The Contoocook-class hulls were long, narrow, and shallow in an attempt to achieve high speeds. The class had a beam of 41 ft, depth of 15 ft 6 in, a length along the waterline of 290 ft, had a displacement of 3,003 short ton, and a complement of 350. Congress was equipped with four main boilers and one superheating boiler, which provided steam to two horizontal back action steam 36 in stroke engines, which turned a single propeller. During sea trials, her captain claimed the ship could maintain 13 kn with both her engines and ship-rigged sails. Armament consisted of a broadside of fourteen 9 in Dahlgren cannons and a 60 lbs Parrott rifled muzzle-loading gun on the foredeck at her commissioning.

== Service history ==
In 1864, her keel was laid down at the Philadelphia Navy Yard, and she was launched on 17 July 1868. Like many other shipbuilding projects during the war, construction was rushed to get ships into service as soon as possible. A shortage of seasoned timber led to the class built out of heterogeneous green timber, which shortened the ships' service lives. As shortages continued after the war ended, ships were left half-built in the yards for years in an attempt to season the wood. Green, or undried, timber was undesirable as it had a tendency to rapidly shrink, rot, and leave a ship in need of uneconomic repair.

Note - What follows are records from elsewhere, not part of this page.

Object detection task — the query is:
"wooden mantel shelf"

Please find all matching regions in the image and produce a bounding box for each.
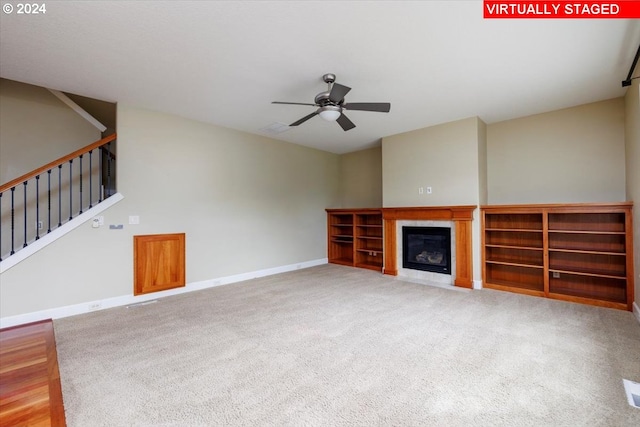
[382,205,476,288]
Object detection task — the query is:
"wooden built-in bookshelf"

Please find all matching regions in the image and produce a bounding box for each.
[482,203,633,310]
[327,209,384,272]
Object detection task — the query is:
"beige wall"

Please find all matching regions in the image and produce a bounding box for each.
[487,98,625,204]
[478,119,489,205]
[0,79,100,184]
[382,117,486,282]
[382,117,479,207]
[624,80,640,314]
[0,105,339,317]
[0,79,101,257]
[334,147,382,208]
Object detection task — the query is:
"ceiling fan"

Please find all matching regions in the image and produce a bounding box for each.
[272,74,391,131]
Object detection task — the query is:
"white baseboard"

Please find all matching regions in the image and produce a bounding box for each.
[0,258,328,329]
[0,193,124,274]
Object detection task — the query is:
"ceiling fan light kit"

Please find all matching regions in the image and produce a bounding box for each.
[272,73,391,131]
[318,105,342,122]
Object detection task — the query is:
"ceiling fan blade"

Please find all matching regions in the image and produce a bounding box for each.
[342,102,391,113]
[336,114,356,132]
[272,101,317,107]
[329,83,351,104]
[289,111,318,126]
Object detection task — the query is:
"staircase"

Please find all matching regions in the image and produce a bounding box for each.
[0,133,116,271]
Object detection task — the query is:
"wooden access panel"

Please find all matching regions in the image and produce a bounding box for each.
[133,233,185,295]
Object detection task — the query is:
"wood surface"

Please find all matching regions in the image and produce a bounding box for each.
[481,202,634,310]
[0,320,66,427]
[133,233,186,295]
[0,133,116,193]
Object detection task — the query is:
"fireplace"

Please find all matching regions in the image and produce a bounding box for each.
[402,227,452,275]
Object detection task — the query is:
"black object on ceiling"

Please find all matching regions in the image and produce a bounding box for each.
[272,74,391,131]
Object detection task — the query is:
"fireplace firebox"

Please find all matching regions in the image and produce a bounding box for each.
[402,227,451,275]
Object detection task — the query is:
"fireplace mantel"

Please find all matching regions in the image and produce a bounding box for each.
[382,205,476,288]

While the sloop was initially named Pushmataha, Secretary of the Navy Adolph Borie disapproved of warships with Native American-sounding names and the unclear conventions used across the fleet. As a result, he ordered a systematic renaming of vessels. The ship was renamed Cambridge on 15 May 1869.' When Borie left office after three months, his predecessor reversed many of the changes and continued to rename vessels. On 10 August 1869, the sloop was renamed Congress. That year, a post-war audit inspected her sister ship Severn; the design was criticized as being too narrow and having an unnecessary amount of machinery. While a spar deck was added and the rigging altered on each ship, neither issue was ultimately addressed. The addition of the spar deck allowed an additional six cannons added to the broadside, as the design was initially only to feature nine.

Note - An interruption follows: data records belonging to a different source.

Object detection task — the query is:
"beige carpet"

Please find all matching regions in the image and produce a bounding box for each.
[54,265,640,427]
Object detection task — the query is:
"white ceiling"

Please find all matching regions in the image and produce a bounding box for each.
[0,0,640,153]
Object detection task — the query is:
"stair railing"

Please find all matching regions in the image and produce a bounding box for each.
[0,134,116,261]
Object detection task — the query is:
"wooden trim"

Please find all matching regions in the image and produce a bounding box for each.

She was finally commissioned on 4 March 1870, and her first assignment was to serve as the flagship of the South Atlantic Squadron. Congress operated with the squadron for a year before arriving in Boston in May 1871. During the summer, she carried supplies to USS Polaris at Disco Island in preparation for the Polaris expedition. Back in the United States, the sloop served as the flagship of Stephen Rowan for formalities during a Russian squadron's visit. In early 1872, she briefly visited Haiti before leaving Norfolk, Virginia, in February to join the Mediterranean Squadron. She visited many European ports during the tour, and briefly returned to the US in early 1874. She returned to the Mediterranean in April for a second tour throughout Northern Africa and Southern Europe before arriving in Philadelphia for the Centennial Exposition in 1876. On 26 July, she was decommissioned at Portsmouth, New Hampshire. The sloop was laid up until she was sold on 20 September 1883.

Her new owners were Stannard & Co, a firm that bought old ships to dismantle for old iron and planks. In 1885, Congress was moored off Plumb Beach, New York reportedly (Note: Initial reporting claimed USS Minnesota was among the ships affected, and that her mast is the one which crashed onto Congress. Later coverage clarified that Minnesota was moored elsewhere in the city and unaffected.
The former USS South Carolina was also claimed to have been affected, although by 1885 she was a merchant ship named Juniata.) alongside the former warships Colorado, Susquehanna, Iowa, and civilian schooners Lotta Grant and Fairplay. On the evening of 21 August 1885, workmen onboard Colorado were burning boards in an attempt to remove nails when the fire got out of control. The flames quickly spread, glowing bright enough to attract onlookers from shore and hot enough to prevent crews from approaching. Each ship was engulfed in flames, and as Colorado sank, a burning mast from another ship collapsed onto Congress and both hulls sank together. Within three hours, all seven ships were sunk. Each hull was burned to the waterline and rested near each other on the seabed. Soon after the incident, an official from Stannard & Co stated the fire cost the company more than $100,000 and that the wrecks would be salvaged.

== Sources ==

=== Print ===

- Canney, Donald L. (1990). "The Old Steam Navy Volume 1: Frigates, Sloops and Gunboats, 1815–1885"
- Caiella, J.M. (2016). "The Wampanoag: 'Germ Idea' of the Battlecruiser"
- Campbell, N. J. M. (1979). "Conway's All the World's Fighting Ships, 1860–1905"
- Kinnaman, Stephen Chapin (2022). "John Lenthall: The Life of a Naval Constructor"
- "Official Records of the Union and Confederate Navies in the War of the Rebellion" (1921)
- LaGrone, Sam (2025). "SECNAV Tasked to Rename USNS Harvey Milk; Report Says Other Ship Renamings Under Consideration"
- Sloan, III, Edward W. (1965). "Isherwood's Masterpiece"
- Small, Stephen C. (2002). "The Wampanoag Goes on Trial"
- "Old Government Ships Burned" (1885)
- "War Vessels Burned" (1885)

=== Online ===

- "Congress V"
- "Pushmataha"
- "South Carolina III (Scr Slp)"
- Quarstein, John V. (2021). "Roll, Alabama, Roll! - Sinking of CSS Alabama"
- "Supplying Warships · Liverpool's Abercromby Square and the Confederacy During the U.S. Civil War ·"
- "The Evolution of Ship Naming in the U.S. Navy"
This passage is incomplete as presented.